Tobias Grabher, die Camerata Musica Reno und Michael Köhlmeier bescherten dem Publikum ein „österliches Cineastenfest“.
Peter Füssl · 10. Sep 2014 · CD-Tipp

Andreas Schaerer/Lucas Niggli: Arcanum

„Stimme und Trommel sind die geheimnisvollsten Instrumente; es sind die ältesten, die es gibt – uralte Werkzeuge der Kommunikation.“ Große Worte, die da als Motto gelb auf schwarz im Booklet prangen, und dennoch haben der Vokalartist Andreas Schaerer und der Schlagzeuger und Perkussionist Lucas Niggli nicht die geringste Mühe, dieser Aussage in den aus insgesamt vier Stunden an Rohmaterial komprimierten 43 Minuten und 44 Sekunden Leben einzuhauchen, einzuschreien, einzuflüstern, einzuhämmern, einzutrommeln, einzuscatten, einzu......

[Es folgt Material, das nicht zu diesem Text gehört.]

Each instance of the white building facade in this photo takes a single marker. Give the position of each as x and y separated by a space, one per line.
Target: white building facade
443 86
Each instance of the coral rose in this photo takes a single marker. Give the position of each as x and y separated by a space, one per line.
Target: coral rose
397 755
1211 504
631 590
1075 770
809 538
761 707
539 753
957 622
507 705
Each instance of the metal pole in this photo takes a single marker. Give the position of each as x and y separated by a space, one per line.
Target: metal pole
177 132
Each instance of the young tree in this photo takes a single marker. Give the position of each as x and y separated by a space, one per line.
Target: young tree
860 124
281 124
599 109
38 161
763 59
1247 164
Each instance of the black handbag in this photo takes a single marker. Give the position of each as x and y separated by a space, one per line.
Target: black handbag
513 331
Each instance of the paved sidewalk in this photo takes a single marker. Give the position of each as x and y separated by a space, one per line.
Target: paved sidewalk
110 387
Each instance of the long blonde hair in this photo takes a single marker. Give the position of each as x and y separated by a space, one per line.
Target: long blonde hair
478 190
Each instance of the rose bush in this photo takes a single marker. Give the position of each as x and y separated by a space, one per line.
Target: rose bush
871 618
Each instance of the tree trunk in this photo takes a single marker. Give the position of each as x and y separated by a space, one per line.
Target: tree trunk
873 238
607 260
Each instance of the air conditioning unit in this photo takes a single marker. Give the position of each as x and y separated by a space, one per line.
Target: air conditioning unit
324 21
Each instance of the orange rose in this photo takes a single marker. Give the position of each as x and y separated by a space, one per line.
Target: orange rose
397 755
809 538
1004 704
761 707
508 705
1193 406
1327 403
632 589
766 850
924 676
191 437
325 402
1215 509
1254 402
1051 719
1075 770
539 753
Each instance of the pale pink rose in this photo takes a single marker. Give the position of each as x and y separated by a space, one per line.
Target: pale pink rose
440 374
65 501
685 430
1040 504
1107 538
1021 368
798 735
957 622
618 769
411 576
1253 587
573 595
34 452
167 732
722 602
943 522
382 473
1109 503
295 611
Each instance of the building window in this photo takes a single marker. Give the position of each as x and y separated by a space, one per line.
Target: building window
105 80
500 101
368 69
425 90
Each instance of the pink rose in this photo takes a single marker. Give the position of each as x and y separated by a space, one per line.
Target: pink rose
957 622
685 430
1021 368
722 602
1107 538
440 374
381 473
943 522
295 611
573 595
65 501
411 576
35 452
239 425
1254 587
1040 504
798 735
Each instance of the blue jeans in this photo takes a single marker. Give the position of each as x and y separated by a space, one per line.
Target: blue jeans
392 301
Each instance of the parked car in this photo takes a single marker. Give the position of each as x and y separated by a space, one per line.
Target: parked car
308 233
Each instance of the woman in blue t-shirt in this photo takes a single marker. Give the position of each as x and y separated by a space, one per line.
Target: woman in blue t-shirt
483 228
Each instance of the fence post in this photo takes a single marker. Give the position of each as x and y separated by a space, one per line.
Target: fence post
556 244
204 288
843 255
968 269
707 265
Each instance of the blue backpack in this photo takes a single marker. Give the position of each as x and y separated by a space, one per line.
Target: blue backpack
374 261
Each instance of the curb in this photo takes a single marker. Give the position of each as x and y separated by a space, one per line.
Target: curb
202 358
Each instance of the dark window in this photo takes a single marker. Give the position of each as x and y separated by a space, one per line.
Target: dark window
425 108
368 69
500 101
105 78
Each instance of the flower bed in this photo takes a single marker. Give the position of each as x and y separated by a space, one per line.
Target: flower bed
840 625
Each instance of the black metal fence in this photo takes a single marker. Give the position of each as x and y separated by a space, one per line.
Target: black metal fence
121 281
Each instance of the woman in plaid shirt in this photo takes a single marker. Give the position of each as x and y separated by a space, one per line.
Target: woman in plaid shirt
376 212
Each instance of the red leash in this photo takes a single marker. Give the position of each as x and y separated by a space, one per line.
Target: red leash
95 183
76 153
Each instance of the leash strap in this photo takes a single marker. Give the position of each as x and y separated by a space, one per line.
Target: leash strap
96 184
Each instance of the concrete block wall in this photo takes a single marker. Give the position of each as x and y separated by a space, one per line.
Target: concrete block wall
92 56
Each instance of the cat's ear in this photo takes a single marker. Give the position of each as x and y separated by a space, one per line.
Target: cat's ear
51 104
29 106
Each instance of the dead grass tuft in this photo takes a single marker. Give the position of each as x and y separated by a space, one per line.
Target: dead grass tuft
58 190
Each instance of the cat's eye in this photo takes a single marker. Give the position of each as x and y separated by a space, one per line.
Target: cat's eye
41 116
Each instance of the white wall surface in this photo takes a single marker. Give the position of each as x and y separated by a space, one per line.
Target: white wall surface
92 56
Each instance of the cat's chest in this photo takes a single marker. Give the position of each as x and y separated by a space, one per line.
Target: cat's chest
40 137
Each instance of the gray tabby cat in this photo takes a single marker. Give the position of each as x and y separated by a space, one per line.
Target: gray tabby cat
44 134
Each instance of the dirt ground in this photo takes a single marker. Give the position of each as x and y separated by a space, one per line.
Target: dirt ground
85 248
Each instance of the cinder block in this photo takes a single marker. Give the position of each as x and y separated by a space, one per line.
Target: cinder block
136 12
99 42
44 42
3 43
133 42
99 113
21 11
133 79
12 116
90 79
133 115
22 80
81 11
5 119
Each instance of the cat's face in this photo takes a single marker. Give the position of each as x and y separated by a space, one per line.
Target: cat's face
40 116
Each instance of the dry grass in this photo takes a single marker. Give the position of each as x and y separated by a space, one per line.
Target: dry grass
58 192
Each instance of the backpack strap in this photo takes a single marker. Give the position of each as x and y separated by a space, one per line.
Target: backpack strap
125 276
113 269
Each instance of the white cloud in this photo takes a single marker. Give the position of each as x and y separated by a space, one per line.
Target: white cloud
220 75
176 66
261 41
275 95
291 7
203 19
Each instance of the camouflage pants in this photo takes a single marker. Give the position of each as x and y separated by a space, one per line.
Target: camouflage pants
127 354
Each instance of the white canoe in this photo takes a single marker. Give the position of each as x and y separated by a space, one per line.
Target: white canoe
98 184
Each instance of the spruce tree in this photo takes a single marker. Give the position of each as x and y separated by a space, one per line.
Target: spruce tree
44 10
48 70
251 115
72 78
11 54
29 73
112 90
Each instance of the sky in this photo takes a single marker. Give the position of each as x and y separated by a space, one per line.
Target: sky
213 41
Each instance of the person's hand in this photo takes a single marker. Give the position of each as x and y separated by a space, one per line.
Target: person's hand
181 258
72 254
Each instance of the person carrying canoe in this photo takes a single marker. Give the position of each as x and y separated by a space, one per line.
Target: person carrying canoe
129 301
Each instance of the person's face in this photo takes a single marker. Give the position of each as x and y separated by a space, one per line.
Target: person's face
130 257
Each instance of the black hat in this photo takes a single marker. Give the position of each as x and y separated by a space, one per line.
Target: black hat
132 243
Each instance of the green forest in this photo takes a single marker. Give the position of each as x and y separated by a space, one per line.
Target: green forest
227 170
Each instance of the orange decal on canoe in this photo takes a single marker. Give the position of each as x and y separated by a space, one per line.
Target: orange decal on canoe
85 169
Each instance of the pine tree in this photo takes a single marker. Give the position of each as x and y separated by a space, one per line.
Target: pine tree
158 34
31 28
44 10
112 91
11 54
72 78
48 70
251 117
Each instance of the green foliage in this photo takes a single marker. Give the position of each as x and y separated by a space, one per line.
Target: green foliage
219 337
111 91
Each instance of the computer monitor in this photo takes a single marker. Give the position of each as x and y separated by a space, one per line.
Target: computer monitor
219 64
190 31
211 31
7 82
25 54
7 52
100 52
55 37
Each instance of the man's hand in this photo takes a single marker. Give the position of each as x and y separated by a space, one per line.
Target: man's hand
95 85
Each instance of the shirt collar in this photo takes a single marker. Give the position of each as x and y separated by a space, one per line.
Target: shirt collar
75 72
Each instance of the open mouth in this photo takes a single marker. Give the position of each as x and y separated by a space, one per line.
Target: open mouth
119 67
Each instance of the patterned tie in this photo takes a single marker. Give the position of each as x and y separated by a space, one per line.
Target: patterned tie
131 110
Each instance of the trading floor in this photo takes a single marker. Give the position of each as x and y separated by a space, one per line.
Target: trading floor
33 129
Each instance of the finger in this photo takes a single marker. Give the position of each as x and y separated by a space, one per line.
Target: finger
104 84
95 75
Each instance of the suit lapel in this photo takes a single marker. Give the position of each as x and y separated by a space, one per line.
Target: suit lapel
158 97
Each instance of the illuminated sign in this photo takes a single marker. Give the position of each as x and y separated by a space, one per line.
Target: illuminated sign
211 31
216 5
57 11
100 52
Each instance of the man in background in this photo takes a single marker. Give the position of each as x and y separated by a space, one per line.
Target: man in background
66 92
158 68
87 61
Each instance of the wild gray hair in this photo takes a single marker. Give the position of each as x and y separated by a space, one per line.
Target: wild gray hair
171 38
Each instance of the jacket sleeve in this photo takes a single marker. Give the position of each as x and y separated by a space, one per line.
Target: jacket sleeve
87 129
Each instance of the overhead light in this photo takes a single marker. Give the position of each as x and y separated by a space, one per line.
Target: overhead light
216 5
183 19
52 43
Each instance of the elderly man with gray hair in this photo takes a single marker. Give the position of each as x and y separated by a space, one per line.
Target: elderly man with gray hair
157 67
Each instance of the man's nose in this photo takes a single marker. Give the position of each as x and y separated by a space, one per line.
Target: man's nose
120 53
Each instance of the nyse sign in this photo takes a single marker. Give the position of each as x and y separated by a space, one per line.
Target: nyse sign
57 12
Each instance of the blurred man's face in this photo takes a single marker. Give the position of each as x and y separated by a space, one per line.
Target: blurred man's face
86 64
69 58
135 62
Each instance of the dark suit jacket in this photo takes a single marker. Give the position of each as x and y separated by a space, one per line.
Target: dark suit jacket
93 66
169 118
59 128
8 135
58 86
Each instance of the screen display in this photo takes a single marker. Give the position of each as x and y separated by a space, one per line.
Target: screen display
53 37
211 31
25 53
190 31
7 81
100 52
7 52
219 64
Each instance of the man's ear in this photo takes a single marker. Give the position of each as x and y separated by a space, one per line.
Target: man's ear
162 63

Das ist der schiere Wahnsinn, das macht meistens Spaß, geht mitunter ob seiner – trotz aller elektronischen Verzerrungs-, Verfremdungs- und Vervielfachungsmethoden – archaisch anmutenden Urgewalt aber auch ganz schön tief unter die Haut. Das ist Kommunikation zum Exzess getrieben, mitreißende Raserei, deren Intensität gerade durch den Kontrast zu den dazwischengeschobenen leisen, geflüsterten, flirrenden Passagen potenziert wird. Die beiden Schweizer Ausnahmekönner gehen beim „instant composing“ mit unglaublichem Einfühlungsvermögen aufeinander ein, schichten und verzahnen ihre unglaublichen Outputs ineinander, treiben sich wechselseitig an und geben in Sekundenbruchteilen mit Impulsen neue Richtungen vor. Und das in einer Perfektion, dass sieben der acht Stücke als „first takes“ veröffentlicht werden konnten, und nur eines nochmals aufgenommen wurde, um verschiedene Aspekte verstärkt herauszuarbeiten und neue Akzente zu setzen. Dieser Zeit und Raum überspannenden Ekstase folgt man zumeist staunend mit offenem Mund und hat außer jenem, die Repeat-Taste zu drücken, nur noch einen dringenden Wunsch: die beiden einmal live zu erleben.